もともと、仕事の関係上で色々な高校を転々としてきたけれど、こんなに大きな学校は初めてだ。
私に割り当てられた1年5組の教室で、クラスメイトに向かって深々とお辞儀をすると、転校生が来るなんて知らされてなかったのだろうか、クラスメイト内でどよめきが起こった。
「じゃ、沖瀬さんはあそこの席ね」
「はいっ」
幾度となく転校してきた私だけと、やっぱりこの空気には慣れない。
転校生の私に対する好奇の目が絶えない転校初日は、なかなかに疲労感がたまるものだ。
10日くらい時間をすっ飛ばして、早く普通の空気にならないかなぁ……なんてことをぼんやりと考えながら、指定された席に行くまでに目が合ったクラスメイトたちに笑顔を返していく。
幸いなことに、私の席は1番後ろで。
これで少しはみんなの視線から解放される……。
ふぅ、と息を静かについて、椅子に腰掛けた。
☆ ☆ ☆
「海ちゃん、どこから来たの?ペンケース、ちょーかわいいじゃん!」
「え、センスいいね!かわい〜」
昼休み。
少ししかない休み時間にわざわざ話しかけてくる子はなかなかいない代わりに、長時間ある昼休みには、私の席の周りにたくさんの女子たちが群がっていた。
「私のペンケースこれ〜」
「いいよね、このキャラクター!」
中には男子もいるみたいだけど、こうした女子の会話に入ってきそうな気配はないみたいで。

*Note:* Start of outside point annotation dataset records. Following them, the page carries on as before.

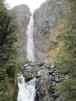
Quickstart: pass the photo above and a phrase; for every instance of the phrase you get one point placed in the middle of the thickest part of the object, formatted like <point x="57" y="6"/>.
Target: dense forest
<point x="64" y="61"/>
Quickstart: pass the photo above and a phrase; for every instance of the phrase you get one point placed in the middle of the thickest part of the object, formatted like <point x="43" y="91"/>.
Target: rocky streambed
<point x="47" y="77"/>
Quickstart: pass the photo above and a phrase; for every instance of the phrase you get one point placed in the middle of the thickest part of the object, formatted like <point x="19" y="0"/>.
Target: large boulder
<point x="46" y="79"/>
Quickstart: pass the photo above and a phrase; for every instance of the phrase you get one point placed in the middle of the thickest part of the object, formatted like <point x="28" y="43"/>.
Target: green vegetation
<point x="66" y="59"/>
<point x="7" y="56"/>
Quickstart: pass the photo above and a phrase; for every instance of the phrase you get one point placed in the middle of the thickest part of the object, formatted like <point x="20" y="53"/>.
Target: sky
<point x="33" y="4"/>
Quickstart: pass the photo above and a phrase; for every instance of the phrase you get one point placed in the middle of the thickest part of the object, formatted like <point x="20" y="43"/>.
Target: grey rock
<point x="45" y="82"/>
<point x="45" y="20"/>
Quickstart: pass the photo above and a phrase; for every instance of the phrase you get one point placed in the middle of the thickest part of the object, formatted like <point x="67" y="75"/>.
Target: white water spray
<point x="30" y="41"/>
<point x="26" y="90"/>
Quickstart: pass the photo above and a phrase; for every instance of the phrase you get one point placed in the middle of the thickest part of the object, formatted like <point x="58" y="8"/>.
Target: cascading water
<point x="30" y="41"/>
<point x="26" y="90"/>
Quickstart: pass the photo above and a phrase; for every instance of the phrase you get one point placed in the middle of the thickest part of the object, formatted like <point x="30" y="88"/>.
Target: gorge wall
<point x="50" y="21"/>
<point x="21" y="15"/>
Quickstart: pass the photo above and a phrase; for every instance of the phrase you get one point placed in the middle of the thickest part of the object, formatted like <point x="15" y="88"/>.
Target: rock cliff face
<point x="50" y="21"/>
<point x="21" y="15"/>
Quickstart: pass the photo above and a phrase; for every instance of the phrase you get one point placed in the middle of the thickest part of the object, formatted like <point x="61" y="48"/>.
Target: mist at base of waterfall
<point x="26" y="90"/>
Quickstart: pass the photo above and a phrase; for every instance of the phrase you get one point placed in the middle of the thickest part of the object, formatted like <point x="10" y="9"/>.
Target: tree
<point x="7" y="55"/>
<point x="66" y="60"/>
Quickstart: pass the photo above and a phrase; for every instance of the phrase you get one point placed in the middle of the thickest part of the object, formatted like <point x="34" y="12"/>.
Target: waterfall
<point x="30" y="41"/>
<point x="26" y="90"/>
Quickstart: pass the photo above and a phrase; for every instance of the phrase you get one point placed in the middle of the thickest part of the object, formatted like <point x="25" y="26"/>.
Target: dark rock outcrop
<point x="50" y="20"/>
<point x="46" y="79"/>
<point x="21" y="15"/>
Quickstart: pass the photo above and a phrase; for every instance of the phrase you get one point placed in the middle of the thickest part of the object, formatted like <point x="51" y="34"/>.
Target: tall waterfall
<point x="30" y="41"/>
<point x="26" y="90"/>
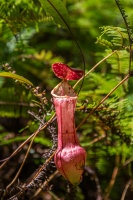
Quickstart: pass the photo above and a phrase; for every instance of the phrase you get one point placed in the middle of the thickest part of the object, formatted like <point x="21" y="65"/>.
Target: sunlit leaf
<point x="16" y="77"/>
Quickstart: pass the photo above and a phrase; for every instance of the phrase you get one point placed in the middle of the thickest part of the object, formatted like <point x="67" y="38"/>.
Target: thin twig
<point x="26" y="141"/>
<point x="44" y="184"/>
<point x="94" y="67"/>
<point x="123" y="80"/>
<point x="113" y="178"/>
<point x="126" y="188"/>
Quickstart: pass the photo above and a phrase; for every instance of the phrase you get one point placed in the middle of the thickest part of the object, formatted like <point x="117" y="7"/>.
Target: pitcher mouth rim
<point x="54" y="94"/>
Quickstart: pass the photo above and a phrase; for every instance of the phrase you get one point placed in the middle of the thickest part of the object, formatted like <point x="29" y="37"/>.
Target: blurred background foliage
<point x="30" y="41"/>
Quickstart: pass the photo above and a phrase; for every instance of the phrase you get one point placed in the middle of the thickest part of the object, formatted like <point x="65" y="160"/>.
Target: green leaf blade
<point x="16" y="77"/>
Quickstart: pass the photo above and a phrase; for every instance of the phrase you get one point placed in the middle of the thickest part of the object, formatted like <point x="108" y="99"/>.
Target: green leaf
<point x="16" y="77"/>
<point x="57" y="10"/>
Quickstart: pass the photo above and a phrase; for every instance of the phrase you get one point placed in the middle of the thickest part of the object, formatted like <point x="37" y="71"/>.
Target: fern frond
<point x="125" y="18"/>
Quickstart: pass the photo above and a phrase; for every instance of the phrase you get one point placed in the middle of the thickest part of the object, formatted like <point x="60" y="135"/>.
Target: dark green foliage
<point x="35" y="34"/>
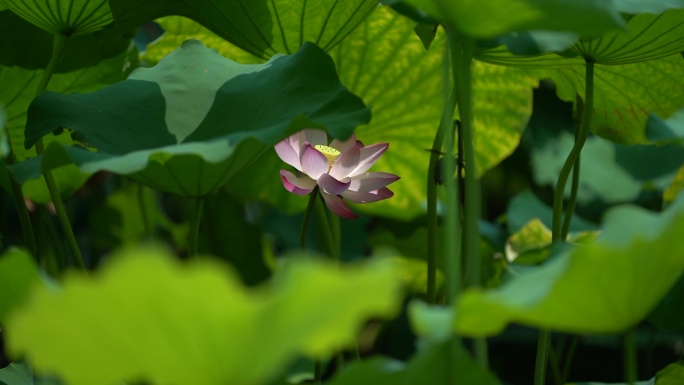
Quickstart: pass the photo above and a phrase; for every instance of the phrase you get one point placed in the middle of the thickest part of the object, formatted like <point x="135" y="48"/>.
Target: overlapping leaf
<point x="17" y="90"/>
<point x="260" y="27"/>
<point x="148" y="317"/>
<point x="487" y="19"/>
<point x="67" y="17"/>
<point x="386" y="64"/>
<point x="189" y="124"/>
<point x="605" y="287"/>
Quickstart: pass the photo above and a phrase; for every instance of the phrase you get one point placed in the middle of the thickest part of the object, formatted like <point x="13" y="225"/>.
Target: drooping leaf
<point x="487" y="19"/>
<point x="67" y="17"/>
<point x="24" y="45"/>
<point x="178" y="29"/>
<point x="604" y="287"/>
<point x="260" y="27"/>
<point x="149" y="317"/>
<point x="190" y="123"/>
<point x="648" y="37"/>
<point x="17" y="90"/>
<point x="18" y="275"/>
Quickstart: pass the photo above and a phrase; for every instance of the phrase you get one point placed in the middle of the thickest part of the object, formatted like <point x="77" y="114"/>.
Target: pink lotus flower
<point x="338" y="169"/>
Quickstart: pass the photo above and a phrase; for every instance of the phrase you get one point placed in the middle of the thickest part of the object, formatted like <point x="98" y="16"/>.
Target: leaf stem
<point x="574" y="152"/>
<point x="630" y="357"/>
<point x="193" y="244"/>
<point x="326" y="230"/>
<point x="58" y="49"/>
<point x="557" y="231"/>
<point x="307" y="215"/>
<point x="433" y="221"/>
<point x="462" y="53"/>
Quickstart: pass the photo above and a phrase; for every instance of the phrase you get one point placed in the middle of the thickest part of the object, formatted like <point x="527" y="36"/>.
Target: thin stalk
<point x="307" y="216"/>
<point x="462" y="54"/>
<point x="325" y="230"/>
<point x="572" y="202"/>
<point x="22" y="210"/>
<point x="544" y="335"/>
<point x="574" y="153"/>
<point x="58" y="49"/>
<point x="194" y="227"/>
<point x="433" y="222"/>
<point x="630" y="357"/>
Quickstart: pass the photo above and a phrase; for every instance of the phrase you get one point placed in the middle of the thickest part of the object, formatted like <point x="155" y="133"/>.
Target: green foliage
<point x="260" y="27"/>
<point x="491" y="18"/>
<point x="18" y="275"/>
<point x="194" y="124"/>
<point x="170" y="322"/>
<point x="573" y="293"/>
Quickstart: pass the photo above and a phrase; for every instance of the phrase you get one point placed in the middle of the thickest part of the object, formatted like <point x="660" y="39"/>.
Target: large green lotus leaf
<point x="188" y="125"/>
<point x="604" y="287"/>
<point x="672" y="374"/>
<point x="487" y="19"/>
<point x="18" y="275"/>
<point x="435" y="365"/>
<point x="260" y="27"/>
<point x="386" y="64"/>
<point x="24" y="45"/>
<point x="17" y="90"/>
<point x="178" y="29"/>
<point x="624" y="95"/>
<point x="21" y="374"/>
<point x="648" y="37"/>
<point x="67" y="17"/>
<point x="148" y="317"/>
<point x="651" y="6"/>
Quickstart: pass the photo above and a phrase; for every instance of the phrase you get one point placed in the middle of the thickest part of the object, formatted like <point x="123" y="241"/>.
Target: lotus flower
<point x="338" y="169"/>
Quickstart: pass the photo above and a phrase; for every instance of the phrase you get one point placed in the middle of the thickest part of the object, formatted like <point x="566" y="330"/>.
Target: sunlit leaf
<point x="487" y="19"/>
<point x="260" y="27"/>
<point x="18" y="275"/>
<point x="147" y="317"/>
<point x="604" y="287"/>
<point x="17" y="90"/>
<point x="67" y="17"/>
<point x="648" y="37"/>
<point x="190" y="123"/>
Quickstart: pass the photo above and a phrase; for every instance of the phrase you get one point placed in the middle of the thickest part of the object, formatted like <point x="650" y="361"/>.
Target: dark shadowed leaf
<point x="573" y="293"/>
<point x="67" y="17"/>
<point x="189" y="124"/>
<point x="487" y="19"/>
<point x="260" y="27"/>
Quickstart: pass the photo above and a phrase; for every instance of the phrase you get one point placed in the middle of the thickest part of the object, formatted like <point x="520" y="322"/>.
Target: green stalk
<point x="193" y="244"/>
<point x="572" y="202"/>
<point x="574" y="153"/>
<point x="24" y="217"/>
<point x="326" y="231"/>
<point x="462" y="55"/>
<point x="58" y="49"/>
<point x="307" y="216"/>
<point x="630" y="357"/>
<point x="432" y="205"/>
<point x="557" y="230"/>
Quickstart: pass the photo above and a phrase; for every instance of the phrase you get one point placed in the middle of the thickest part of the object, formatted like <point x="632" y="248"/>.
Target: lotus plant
<point x="337" y="170"/>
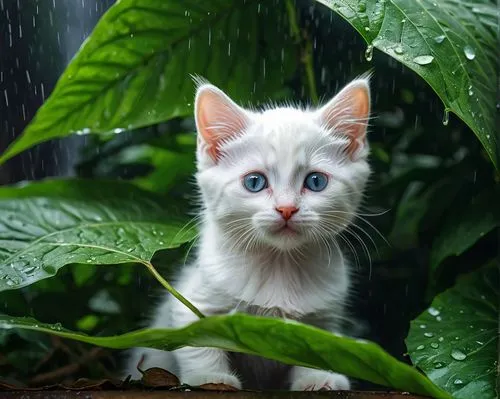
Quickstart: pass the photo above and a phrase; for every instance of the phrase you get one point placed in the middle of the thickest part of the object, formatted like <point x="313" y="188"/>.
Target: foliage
<point x="455" y="341"/>
<point x="433" y="191"/>
<point x="286" y="341"/>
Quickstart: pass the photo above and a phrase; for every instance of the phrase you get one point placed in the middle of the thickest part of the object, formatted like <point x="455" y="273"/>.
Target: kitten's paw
<point x="195" y="379"/>
<point x="317" y="380"/>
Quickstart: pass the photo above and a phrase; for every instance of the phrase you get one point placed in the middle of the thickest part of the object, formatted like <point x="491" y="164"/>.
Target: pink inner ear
<point x="218" y="119"/>
<point x="347" y="114"/>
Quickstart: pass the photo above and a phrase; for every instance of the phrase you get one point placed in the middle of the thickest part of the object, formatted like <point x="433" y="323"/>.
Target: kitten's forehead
<point x="290" y="136"/>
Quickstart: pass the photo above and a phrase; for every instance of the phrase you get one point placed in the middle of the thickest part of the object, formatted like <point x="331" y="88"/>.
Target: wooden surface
<point x="201" y="395"/>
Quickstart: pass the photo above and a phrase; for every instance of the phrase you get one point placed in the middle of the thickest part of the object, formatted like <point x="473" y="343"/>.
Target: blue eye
<point x="255" y="182"/>
<point x="316" y="181"/>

私は、ふと目の前に見せられた女子のペンケースを見て、目を釘付けにされた。
「エメラルちゃん!好きなの!?」
ガタッ!と勢いよく音を立てて立ち上がった私に、一瞬みんなが驚いた様子を見せる。
そう、彼女が見せてくれたペンケースには、私が小さな頃から大好きだったマスコットキャラクター『エメラルちゃん』が小さく印刷されていた。

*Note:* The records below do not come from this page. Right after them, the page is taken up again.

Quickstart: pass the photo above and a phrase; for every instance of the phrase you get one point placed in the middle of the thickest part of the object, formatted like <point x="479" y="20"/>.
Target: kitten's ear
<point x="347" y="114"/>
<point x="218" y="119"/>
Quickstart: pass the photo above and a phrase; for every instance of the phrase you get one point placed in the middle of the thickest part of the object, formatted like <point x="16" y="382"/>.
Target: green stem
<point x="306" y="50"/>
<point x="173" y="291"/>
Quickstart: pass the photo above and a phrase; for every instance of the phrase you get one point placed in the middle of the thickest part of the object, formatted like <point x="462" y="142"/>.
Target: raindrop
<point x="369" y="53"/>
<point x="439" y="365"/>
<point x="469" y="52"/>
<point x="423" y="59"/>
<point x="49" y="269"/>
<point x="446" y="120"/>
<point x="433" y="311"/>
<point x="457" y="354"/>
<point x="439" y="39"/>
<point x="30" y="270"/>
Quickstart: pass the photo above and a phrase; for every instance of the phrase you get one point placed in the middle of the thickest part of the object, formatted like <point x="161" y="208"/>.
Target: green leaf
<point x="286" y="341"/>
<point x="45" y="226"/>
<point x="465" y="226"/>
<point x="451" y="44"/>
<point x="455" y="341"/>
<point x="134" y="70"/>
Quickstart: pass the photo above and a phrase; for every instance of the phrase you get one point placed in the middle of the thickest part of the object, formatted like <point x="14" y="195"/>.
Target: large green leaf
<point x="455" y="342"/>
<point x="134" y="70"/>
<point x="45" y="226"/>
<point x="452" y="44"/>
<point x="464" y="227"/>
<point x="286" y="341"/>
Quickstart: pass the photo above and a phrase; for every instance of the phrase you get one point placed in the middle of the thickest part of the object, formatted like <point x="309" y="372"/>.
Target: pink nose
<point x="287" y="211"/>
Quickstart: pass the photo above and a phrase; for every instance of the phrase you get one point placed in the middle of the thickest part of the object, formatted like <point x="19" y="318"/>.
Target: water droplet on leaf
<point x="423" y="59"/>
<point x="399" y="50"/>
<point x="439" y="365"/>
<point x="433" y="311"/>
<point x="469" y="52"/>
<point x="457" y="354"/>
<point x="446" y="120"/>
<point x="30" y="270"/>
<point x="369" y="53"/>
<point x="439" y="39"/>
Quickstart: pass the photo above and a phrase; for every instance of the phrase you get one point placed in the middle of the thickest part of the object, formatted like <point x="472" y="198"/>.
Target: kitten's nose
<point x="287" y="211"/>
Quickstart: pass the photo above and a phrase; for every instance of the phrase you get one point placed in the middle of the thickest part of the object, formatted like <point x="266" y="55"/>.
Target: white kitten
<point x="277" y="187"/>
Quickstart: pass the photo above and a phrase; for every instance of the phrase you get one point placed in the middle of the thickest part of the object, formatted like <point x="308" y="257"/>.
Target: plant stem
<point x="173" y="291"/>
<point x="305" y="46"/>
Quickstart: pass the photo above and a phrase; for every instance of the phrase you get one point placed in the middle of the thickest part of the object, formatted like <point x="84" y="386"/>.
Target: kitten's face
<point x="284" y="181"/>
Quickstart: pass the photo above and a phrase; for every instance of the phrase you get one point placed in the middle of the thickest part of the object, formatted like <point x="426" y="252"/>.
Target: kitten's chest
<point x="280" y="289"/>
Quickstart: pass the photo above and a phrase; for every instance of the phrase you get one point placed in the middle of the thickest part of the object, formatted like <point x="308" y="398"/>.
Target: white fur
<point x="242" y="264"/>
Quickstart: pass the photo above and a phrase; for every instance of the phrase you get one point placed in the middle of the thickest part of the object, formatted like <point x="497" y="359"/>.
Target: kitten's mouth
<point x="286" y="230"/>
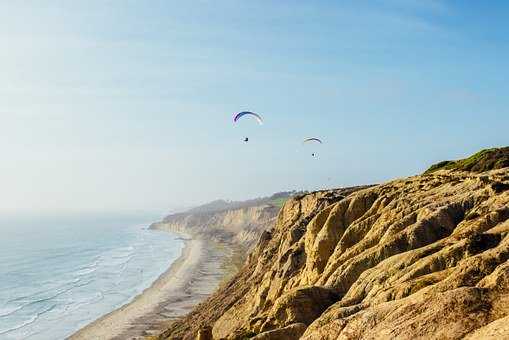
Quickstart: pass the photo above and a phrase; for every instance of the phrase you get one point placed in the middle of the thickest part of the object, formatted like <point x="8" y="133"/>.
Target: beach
<point x="189" y="280"/>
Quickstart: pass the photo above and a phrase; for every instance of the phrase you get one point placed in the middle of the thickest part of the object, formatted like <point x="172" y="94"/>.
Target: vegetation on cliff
<point x="420" y="257"/>
<point x="484" y="160"/>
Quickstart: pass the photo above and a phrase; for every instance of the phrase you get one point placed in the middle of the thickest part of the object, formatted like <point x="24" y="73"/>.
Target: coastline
<point x="189" y="280"/>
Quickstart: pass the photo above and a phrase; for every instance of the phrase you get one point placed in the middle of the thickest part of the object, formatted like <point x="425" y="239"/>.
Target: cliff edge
<point x="419" y="257"/>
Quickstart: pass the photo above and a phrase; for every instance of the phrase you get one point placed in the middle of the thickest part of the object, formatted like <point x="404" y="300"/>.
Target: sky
<point x="122" y="106"/>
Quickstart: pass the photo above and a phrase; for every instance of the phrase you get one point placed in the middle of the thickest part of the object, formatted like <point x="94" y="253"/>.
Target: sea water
<point x="59" y="274"/>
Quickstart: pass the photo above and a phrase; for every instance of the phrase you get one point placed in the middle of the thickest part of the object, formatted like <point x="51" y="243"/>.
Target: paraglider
<point x="312" y="140"/>
<point x="248" y="113"/>
<point x="239" y="115"/>
<point x="307" y="140"/>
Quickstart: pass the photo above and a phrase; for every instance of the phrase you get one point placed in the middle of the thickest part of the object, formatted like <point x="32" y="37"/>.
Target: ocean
<point x="59" y="274"/>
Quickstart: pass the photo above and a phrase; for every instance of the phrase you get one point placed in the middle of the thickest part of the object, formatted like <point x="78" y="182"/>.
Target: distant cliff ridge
<point x="419" y="257"/>
<point x="239" y="222"/>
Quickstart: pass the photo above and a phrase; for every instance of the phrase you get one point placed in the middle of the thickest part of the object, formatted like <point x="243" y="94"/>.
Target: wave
<point x="46" y="299"/>
<point x="28" y="322"/>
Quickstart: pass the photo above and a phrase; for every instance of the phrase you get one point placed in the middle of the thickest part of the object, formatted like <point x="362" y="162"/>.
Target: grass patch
<point x="484" y="160"/>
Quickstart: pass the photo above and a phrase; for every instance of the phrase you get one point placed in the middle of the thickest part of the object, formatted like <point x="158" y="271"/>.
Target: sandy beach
<point x="189" y="280"/>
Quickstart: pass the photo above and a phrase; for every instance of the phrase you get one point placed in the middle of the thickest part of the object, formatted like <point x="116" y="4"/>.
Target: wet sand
<point x="189" y="280"/>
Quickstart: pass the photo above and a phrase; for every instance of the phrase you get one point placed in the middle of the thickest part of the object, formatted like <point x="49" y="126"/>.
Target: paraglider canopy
<point x="256" y="116"/>
<point x="308" y="140"/>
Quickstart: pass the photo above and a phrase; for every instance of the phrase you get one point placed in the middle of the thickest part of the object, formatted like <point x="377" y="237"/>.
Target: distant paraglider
<point x="308" y="140"/>
<point x="239" y="115"/>
<point x="312" y="140"/>
<point x="248" y="113"/>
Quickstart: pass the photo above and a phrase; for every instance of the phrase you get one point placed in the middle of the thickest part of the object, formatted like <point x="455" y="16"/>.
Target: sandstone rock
<point x="420" y="257"/>
<point x="291" y="332"/>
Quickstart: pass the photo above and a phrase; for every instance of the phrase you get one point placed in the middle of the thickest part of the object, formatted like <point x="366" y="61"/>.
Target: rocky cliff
<point x="241" y="226"/>
<point x="420" y="257"/>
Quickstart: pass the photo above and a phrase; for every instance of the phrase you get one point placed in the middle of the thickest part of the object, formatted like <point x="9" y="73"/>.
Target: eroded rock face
<point x="421" y="257"/>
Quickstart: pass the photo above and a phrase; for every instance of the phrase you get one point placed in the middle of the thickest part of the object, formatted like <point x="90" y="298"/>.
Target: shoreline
<point x="194" y="275"/>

レインボーのウサギのマスコットキャラクター、それがエメラルちゃん。
そのキーホルダーが、今の私のペンケースにもついている。
私のキラキラした目に一瞬押された様子だった彼女は、一泊置いてすぐに頷いた。
「うん!好き!かわいいよね〜」
「えっ、ウチもエメラルちゃん好きだった!」
「海ちゃんも好きなんだ!?」
みんな、エメラルちゃんのこと知ってるんだ……!すぐに緩んでしまった口元が、みんなと自然に喋り出す。
まるで、昔から友達だったかのように。
あぁ、よかった。また、みんなと仲良くできた。